Google Inc. (NASDAQ: GOOGL) is becoming a very hard company to analyze and for investors to understand. The company’s most recent split was not really a shareholder stimulus plan by any stretch of the imagination, by our take, as it gave Larry Page and Sergey Brin just that much more control over the company.
In a period when the Nasdaq, Dow Jones Industrial Average and S&P are still up handily for 2014, what on earth does a 52-week low mean for Google? At $510 or so, Google’s 52-week range is $506.62 to $615.05. The notion that the consensus analyst price target is nearly $650 just seems hard to fathom at this time.
By the view of 24/7 Wall St., investors are getting more and more confused on how to view and analyze Google. So, what exactly is Google now — and what do investors want it to be?
First and foremost, Google is the number one search engine. comScore showed that Google’s search engine ranking was 67.0% of the search market in October of 2014. That was down 0.3 points from a year earlier, but that compared to 19.5% share of Microsoft and 10.3% share of Yahoo.
How are investors supposed to value the Android operating system? Sure, Google has bitten into the Windows-dominated markets. How profitable is that in the grand scheme of things? Motorola Mobility was bought for $12.5 billion.
YouTube has proven to be a great acquisition for Google. With advertising dominance being present, the DoubleClick acquisition also likely has been monetized handily as well. The problem is the “everything else” under the Google chest. Those help on the surface, but what about the rest? How will driverless car technology, involvement in space, alternative energy, biotech and advanced health care, and everything else play out?

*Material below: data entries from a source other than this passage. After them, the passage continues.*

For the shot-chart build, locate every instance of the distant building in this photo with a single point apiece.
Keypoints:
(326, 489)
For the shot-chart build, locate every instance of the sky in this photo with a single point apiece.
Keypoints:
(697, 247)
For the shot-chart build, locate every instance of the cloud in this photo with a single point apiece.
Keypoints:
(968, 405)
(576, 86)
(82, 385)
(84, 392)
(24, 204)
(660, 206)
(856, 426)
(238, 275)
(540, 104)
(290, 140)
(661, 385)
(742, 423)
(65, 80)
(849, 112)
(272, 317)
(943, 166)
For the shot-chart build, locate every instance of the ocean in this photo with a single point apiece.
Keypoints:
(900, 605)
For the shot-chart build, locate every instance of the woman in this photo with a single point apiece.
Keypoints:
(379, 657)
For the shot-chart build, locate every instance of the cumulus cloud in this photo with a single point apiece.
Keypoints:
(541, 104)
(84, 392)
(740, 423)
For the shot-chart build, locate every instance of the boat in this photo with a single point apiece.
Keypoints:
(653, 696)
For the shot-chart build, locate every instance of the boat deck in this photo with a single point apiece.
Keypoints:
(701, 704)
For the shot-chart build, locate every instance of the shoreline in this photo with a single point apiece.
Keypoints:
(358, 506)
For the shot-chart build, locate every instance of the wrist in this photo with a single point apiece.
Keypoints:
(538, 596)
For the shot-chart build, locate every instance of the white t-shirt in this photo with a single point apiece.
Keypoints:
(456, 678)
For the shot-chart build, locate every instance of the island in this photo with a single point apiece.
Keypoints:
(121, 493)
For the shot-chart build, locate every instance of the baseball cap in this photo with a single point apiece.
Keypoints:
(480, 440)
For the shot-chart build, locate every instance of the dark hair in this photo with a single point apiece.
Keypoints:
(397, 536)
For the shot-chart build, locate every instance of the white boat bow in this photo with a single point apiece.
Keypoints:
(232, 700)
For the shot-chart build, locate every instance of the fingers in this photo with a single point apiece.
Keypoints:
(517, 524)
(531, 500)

Gmail was considered to be in “beta” for years. Does Google make much off of Chrome, or is it just a tool that helps it in search and the ads that are needed to support it? Drive has also gone after the Microsoft dominance in document generation.
Google Ventures is reportedly betting more and more on new life sciences projects, and Fierce Biotech just outlined how Google poured more than one-third of its $425 million venture fund into health care and life sciences ventures in 2014. Will Google be a biotech or life sciences player, or just benefit from funding them?
Google Maps have been a greatly used item, and the future there may be much larger.
Is Google Glass really a winner? That depends on whom you ask, but the wearable cam-glasses are hard to envision as a great new multibillion business line.